Ideon Technologies has raised a $1.3 million seed round from a diverse group of global investors including the University of British Columbia’s Seed Fund.
The Vancouver startup is a pioneer in cosmic-ray muon tomography, providing x-ray-like imaging from below the Earth’s surface. Ideon will deploy the new capital, combined with existing funding, to develop its new bore-hole detector, slated for commercial release in 2021.
Founded in 2013 as a spin-off of Canada’s national particle accelerator laboratory TRIUMP, Ideon is using muon tomography to transform mineral exploration and monitoring in the same way that x-rays transformed modern medicine.
The company’s discovery platform integrates proprietary detectors, imaging systems, inversion technologies, and artificial intelligence to provide x-ray-like visibility up to 1 km beneath the Earth’s surface.

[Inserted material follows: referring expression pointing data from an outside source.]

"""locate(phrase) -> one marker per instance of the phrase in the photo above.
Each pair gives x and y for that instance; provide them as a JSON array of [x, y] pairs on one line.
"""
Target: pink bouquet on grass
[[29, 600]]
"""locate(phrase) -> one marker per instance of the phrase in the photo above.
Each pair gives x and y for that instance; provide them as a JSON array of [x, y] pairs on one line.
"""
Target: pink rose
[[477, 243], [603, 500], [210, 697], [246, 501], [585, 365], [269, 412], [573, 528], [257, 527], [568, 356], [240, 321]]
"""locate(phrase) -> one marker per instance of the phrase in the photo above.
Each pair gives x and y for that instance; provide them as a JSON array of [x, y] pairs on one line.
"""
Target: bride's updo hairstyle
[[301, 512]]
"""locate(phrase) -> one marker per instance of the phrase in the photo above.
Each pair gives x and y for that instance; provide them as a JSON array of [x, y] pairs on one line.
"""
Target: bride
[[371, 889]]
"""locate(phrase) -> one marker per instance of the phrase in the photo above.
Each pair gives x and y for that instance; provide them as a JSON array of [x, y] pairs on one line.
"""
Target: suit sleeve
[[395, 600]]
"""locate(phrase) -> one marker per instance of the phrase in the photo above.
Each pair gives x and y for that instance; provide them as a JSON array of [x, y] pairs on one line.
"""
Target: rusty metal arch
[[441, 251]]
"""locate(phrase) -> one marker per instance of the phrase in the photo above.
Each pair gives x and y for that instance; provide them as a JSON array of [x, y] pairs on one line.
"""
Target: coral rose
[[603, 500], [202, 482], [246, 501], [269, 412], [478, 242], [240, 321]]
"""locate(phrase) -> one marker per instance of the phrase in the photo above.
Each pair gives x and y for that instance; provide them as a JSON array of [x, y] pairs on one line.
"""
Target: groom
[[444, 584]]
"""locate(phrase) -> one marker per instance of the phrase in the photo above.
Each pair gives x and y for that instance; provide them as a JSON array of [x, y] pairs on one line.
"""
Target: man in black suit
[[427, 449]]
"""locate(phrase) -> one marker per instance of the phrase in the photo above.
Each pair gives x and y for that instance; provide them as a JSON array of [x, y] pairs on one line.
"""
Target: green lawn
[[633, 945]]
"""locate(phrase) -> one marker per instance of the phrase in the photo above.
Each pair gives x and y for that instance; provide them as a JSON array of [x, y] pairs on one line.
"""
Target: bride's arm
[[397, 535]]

Ideon was previously known as CRM Geotomography Technologies but rebranded in May 2020 when Gary Agnew was named CEO.
The UBC Seed Fund made Ideon its milestone 20th investment. “Ideon will quite literally revolutionize resource exploration,” says fund president and long-time VC Todd Farrell.

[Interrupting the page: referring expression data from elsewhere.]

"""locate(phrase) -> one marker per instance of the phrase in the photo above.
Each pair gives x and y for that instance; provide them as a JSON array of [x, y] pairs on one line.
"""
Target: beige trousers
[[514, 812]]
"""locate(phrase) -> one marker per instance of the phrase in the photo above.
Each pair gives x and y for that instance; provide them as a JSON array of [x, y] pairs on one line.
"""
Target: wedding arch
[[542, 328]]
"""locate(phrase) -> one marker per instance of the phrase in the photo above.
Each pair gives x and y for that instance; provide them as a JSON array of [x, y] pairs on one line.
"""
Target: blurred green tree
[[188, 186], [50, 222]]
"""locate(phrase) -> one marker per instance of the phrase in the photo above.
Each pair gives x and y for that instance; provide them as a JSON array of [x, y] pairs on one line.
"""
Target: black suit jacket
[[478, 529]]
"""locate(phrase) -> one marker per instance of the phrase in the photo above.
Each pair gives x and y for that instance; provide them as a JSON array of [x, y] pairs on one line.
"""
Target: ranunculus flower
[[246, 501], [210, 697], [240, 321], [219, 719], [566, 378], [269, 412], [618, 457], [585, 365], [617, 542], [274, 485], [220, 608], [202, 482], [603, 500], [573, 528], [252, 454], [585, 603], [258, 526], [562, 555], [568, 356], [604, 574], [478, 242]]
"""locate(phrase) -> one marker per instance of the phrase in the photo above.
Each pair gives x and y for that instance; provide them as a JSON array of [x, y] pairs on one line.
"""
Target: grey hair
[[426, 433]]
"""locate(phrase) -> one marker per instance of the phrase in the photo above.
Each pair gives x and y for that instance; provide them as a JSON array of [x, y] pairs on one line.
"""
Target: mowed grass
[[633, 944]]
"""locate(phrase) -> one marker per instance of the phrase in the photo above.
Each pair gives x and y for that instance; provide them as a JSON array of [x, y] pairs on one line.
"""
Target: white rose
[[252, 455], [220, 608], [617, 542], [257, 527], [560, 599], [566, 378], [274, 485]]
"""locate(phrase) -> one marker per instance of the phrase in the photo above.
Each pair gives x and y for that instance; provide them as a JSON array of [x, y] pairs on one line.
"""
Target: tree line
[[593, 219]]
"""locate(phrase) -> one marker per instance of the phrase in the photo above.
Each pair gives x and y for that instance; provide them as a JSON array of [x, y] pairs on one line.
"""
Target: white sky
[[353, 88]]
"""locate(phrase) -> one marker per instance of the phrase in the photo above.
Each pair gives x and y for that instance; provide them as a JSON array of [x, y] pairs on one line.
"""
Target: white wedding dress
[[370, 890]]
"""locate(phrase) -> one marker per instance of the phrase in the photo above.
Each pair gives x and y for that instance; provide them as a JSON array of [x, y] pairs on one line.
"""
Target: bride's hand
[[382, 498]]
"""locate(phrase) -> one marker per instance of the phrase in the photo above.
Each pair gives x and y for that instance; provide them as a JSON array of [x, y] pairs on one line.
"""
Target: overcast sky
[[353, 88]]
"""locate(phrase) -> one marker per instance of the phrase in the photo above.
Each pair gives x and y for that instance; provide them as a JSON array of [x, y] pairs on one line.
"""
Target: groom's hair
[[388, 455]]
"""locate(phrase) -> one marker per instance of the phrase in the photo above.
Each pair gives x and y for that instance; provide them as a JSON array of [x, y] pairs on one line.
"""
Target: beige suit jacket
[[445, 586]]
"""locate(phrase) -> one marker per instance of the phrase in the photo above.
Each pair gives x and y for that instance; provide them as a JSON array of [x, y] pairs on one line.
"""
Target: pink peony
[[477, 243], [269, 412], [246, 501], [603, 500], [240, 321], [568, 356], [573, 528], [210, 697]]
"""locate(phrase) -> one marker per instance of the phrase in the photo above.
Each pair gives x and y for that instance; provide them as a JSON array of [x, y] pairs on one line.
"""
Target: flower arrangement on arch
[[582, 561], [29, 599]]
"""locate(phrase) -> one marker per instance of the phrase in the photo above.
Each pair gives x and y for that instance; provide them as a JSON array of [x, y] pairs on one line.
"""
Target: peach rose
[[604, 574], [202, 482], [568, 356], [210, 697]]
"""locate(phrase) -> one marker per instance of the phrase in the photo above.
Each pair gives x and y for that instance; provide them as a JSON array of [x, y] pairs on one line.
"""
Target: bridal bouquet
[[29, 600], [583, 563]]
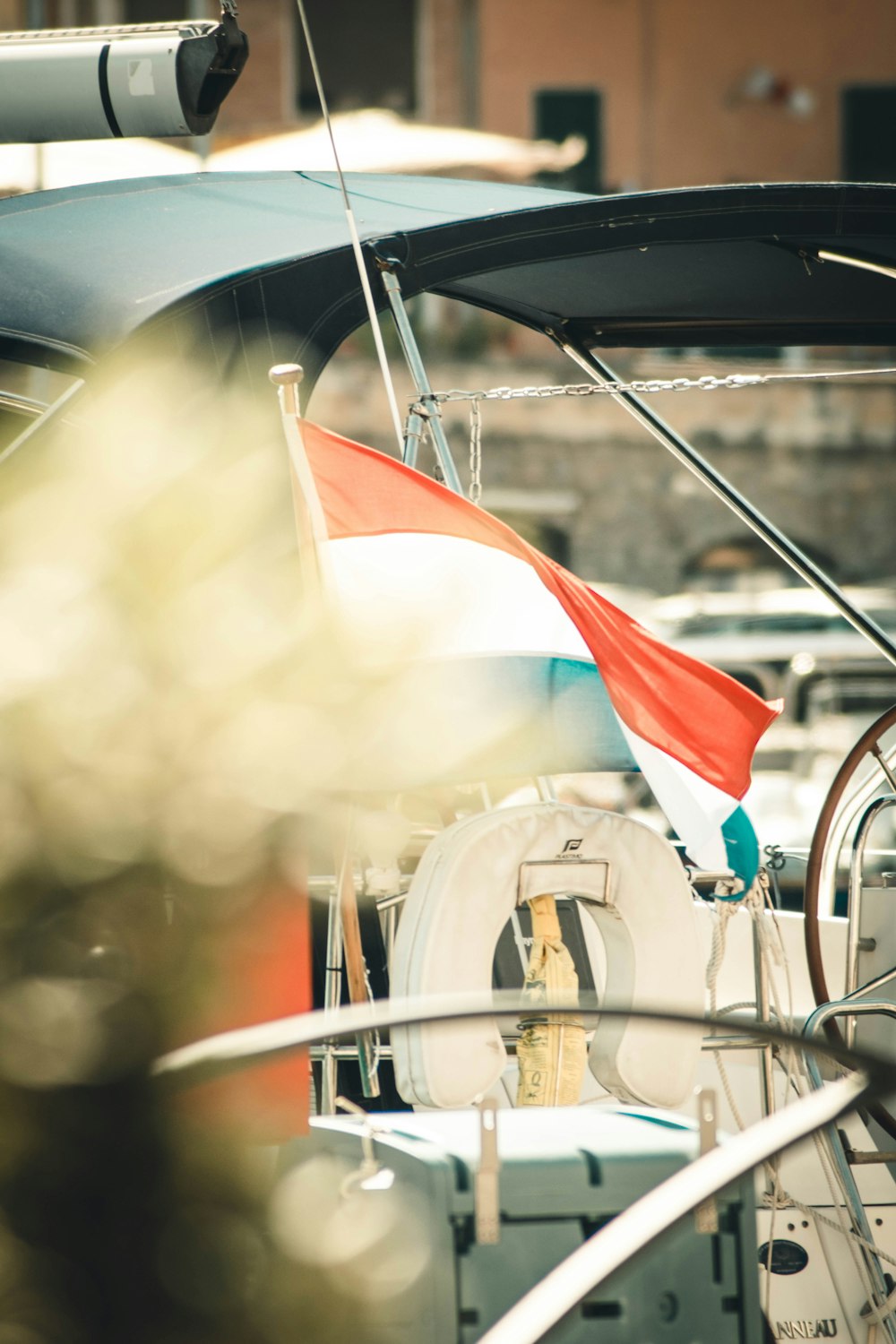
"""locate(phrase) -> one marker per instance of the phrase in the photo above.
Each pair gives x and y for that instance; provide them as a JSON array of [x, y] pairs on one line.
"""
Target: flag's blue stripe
[[742, 846]]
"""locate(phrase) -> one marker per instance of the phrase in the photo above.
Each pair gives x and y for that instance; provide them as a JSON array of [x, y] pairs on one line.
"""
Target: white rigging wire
[[352, 231]]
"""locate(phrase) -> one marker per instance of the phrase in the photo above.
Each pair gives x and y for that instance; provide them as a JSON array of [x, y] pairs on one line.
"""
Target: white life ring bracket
[[468, 884]]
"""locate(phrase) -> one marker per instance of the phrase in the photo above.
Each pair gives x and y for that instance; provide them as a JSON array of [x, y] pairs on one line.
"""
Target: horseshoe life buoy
[[465, 889]]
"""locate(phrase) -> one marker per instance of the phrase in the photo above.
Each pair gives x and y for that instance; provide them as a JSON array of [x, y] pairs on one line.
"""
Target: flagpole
[[343, 937]]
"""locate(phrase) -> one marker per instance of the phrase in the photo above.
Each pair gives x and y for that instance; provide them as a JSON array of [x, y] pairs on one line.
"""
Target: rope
[[708, 383]]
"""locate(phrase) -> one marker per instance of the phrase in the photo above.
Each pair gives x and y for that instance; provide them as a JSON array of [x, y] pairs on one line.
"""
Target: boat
[[490, 1220]]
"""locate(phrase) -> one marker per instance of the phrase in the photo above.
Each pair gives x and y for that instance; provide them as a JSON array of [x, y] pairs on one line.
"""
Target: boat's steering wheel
[[868, 745]]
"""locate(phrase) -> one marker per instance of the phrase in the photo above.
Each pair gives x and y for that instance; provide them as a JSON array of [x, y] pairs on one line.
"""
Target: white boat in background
[[458, 1215]]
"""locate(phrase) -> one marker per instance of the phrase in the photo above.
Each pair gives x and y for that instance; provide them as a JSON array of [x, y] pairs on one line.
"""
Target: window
[[573, 112], [868, 144], [365, 53]]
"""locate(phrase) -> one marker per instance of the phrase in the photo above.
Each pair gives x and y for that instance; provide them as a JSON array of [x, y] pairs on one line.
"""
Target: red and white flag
[[495, 634]]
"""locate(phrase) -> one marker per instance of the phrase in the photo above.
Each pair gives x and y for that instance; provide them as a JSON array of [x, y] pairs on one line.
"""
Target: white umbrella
[[382, 142], [66, 163]]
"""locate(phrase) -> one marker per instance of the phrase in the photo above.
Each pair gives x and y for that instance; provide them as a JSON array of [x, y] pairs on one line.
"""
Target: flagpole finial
[[287, 378]]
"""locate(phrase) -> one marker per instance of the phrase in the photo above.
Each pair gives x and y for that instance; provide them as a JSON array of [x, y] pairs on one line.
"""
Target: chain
[[708, 383], [476, 452]]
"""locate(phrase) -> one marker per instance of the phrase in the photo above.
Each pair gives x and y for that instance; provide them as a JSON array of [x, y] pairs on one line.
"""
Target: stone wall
[[818, 460]]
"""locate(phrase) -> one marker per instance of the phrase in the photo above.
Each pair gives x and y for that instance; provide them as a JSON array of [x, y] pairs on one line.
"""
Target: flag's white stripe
[[392, 588], [694, 808]]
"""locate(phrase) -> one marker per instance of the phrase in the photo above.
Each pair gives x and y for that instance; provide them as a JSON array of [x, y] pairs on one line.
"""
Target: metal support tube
[[780, 543], [848, 1182], [844, 817], [421, 381], [332, 996], [855, 908], [413, 435], [761, 972]]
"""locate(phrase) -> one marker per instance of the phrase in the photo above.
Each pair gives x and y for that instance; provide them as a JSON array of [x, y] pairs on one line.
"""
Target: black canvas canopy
[[268, 255]]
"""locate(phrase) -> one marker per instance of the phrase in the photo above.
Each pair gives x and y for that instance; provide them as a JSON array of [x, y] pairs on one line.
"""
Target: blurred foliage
[[168, 710]]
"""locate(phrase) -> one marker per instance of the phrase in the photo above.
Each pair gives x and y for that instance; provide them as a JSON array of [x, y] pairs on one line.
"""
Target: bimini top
[[88, 268]]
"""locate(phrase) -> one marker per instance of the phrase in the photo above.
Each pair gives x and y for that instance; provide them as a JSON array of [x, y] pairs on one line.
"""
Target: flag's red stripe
[[696, 714]]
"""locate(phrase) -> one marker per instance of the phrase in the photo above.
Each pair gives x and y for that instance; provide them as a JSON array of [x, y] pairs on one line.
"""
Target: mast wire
[[352, 231]]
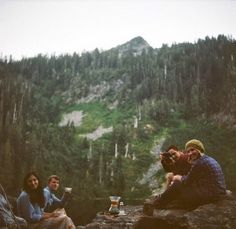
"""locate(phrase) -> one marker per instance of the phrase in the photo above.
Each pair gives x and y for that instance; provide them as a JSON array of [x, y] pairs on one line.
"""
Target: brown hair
[[36, 196], [53, 177]]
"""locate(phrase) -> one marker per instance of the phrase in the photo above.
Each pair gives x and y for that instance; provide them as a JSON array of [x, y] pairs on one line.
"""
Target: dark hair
[[36, 196], [53, 177], [172, 147]]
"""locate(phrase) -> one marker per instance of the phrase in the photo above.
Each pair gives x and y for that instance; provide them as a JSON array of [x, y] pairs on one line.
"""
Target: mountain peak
[[135, 46]]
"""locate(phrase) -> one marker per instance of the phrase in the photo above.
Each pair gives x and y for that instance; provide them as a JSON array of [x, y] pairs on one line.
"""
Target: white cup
[[67, 189]]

“The world has to get smarter, faster, and more responsible in our approach to extraction. It’s great to be able to help translate years of academic research and trials in this area into a company that has the potential to lead the entire market.”
“Production of minerals needs to increase by nearly 500% over the next 30 years to meet the world’s climate change commitments,” says Ideon CEO Gary Agnew.
“Over 3 billion tons are required to deploy clean energy technologies such as wind, solar, geothermal power, and electrification. With most near-surface deposits already discovered, the mining industry has been forced to search deeper underground using traditional methods. And it’s not working – nearly $200B USD in exploration investments over the past decade yielded a -45% ROI.”